Some college football elitists decry this proliferation of bowl games, claiming that most of these games are meaningless and that their existence has made the reward of postseason play equally meaningless. I disagree, because I like college football and more bowl games mean... more college football. Besides, it's not like anybody's being forced to watch any of these games. Don't think that Purdue and Central Michigan matchup in tonight's Motor City Bowl is worth watching? Then watch something else.
One of the best things about the large number of bowl games, however, is that fewer and fewer deserving teams miss out on postseason action. Several years ago, I began the fictional "Screw Bowl" and "Shaft Bowl" to commemorate teams, almost always belonging to one of the non-BCS "have-not" conferences, who racked up impressive records over the season but nevertheless spent the holidays at home. On four occasions (Wyoming in 1996, Miami of Ohio in 1998, Toledo in 2000, Northern Illinois), teams with ten wins were left out of the postseason bowl party. In eight other instances, nine-win teams stayed home. As the number of bowl games has increased, however, the number of teams with winning records who spend the holidays at home has decreased. Last year, for example, every team with a winning record went to a bowl game, thus no need for the Screw Bowl or the Shaft Bowl.
This year, only one school with a winning record is missing out on holiday bowl action. The Troy Trojans, of the Sun Belt Conference, ended the 2007 season with eight wins, including a road victory over BCS conference member Oklahoma State and a respectable showing against a Georgia team that is ranked #4 going into the bowl season. Their bowl hopes came down to the final week of the season, when they hosted Florida Atlantic for the right to win the Sun Belt Conference championship outright and represent the conference in the New Orleans Bowl. The Trojans fell to Howard Schnellenberger's Owls, however. Troy coach Larry Blakeney and his team spent an anxious few hours waiting for an at-large bowl bid that never materialized before accepting that, in spite of an 8-4 record, they would be spending the holidays at home.
While Troy got screwed and shafted out of the bowl picture (in this case, by the Sun Belt Conference's lack of bowl tie-ins), they were fortunately the only team to receive such a fate. Every other team with eight wins, all teams with seven wins, and even a handful of teams with six wins made it to the postseason. As such, I can't match Troy up with any other deserving programs in my fictional Screw Bowl and Shaft Bowl matchups, because there aren't any others. Which means that, for the second season in a row, there will be no Screw Bowl or Shaft Bowl.
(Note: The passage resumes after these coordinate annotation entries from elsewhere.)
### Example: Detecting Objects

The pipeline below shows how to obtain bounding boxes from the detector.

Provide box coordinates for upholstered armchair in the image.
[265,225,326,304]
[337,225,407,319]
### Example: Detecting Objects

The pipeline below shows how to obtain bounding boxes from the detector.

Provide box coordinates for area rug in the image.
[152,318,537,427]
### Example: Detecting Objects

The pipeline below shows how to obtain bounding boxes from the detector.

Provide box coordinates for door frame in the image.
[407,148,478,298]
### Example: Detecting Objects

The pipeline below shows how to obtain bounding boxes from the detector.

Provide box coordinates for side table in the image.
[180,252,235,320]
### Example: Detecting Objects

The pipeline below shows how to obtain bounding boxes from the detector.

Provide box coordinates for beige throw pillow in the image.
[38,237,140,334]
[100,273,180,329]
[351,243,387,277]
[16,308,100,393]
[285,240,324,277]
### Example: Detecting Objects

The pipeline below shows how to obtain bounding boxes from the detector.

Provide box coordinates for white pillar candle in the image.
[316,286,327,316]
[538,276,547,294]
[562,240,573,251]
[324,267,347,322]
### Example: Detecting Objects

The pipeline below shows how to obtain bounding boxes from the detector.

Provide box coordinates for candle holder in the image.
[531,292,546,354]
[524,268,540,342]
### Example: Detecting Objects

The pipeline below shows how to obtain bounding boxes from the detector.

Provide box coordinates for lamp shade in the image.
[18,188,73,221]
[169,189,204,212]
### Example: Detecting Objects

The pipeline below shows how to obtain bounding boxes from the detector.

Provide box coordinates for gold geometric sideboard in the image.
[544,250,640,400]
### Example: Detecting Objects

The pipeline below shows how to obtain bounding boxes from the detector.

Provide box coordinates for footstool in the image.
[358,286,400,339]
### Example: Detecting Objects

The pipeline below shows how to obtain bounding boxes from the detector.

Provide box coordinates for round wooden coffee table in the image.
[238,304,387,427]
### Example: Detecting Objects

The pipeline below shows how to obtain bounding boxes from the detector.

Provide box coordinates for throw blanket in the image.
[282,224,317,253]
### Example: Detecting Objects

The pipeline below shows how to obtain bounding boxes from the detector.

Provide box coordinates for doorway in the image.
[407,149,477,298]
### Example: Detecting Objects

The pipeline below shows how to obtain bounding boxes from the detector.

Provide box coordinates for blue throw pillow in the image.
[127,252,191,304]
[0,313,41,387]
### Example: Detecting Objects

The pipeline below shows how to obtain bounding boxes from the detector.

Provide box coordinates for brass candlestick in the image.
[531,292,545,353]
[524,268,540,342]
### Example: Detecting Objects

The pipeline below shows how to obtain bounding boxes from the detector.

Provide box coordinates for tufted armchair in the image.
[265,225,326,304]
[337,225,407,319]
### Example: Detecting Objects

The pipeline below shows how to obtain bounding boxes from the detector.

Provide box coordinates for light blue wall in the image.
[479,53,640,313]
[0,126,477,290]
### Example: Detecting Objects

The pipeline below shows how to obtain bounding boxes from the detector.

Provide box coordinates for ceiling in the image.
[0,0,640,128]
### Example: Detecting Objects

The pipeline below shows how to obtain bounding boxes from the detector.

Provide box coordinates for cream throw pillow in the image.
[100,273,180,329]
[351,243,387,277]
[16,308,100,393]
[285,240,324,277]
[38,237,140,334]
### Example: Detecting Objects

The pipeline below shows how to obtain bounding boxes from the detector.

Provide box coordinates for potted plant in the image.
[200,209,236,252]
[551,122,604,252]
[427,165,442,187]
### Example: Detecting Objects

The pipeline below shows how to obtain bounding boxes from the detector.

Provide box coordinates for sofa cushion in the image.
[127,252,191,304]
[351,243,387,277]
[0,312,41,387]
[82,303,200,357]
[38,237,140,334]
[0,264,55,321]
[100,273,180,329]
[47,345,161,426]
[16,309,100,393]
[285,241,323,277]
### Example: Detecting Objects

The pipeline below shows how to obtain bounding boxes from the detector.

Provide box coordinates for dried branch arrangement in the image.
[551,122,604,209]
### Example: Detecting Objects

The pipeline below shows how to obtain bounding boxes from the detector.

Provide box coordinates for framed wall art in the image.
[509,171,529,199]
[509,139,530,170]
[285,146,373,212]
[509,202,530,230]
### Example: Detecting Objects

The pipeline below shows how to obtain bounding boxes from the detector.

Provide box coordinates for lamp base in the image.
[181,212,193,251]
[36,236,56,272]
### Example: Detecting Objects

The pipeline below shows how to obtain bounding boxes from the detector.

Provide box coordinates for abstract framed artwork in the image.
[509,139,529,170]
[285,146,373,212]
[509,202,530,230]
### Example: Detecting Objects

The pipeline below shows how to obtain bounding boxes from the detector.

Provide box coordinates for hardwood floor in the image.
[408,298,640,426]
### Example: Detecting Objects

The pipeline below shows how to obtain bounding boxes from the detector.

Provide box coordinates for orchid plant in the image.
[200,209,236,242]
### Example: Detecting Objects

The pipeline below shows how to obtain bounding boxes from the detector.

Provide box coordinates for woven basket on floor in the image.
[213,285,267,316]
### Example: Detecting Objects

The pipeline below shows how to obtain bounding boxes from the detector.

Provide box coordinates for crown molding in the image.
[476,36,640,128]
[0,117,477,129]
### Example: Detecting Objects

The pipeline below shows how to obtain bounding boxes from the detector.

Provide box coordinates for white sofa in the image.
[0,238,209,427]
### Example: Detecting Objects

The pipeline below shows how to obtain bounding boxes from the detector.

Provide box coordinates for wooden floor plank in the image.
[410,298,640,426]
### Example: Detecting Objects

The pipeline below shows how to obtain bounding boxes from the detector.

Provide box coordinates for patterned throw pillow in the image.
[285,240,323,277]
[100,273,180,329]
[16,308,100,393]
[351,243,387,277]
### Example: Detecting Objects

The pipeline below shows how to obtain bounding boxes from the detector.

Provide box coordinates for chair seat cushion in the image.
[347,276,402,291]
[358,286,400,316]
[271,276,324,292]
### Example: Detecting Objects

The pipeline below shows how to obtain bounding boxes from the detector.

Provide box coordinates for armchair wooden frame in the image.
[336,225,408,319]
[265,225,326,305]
Troy, a relative newcomer to the Bowl Championship Subdivision, has been to bowl games in the past - they clobbered Rice in last year's New Orleans Bowl - so it's not like they've been habitually excluded from postseason action. And, if nothing else, they do get to claim a share of the Sun Belt Conference title. But that's probably little consolation to the players and the fans who enjoyed a good season but missed out on the reward that is a bowl appearance. Better luck next year.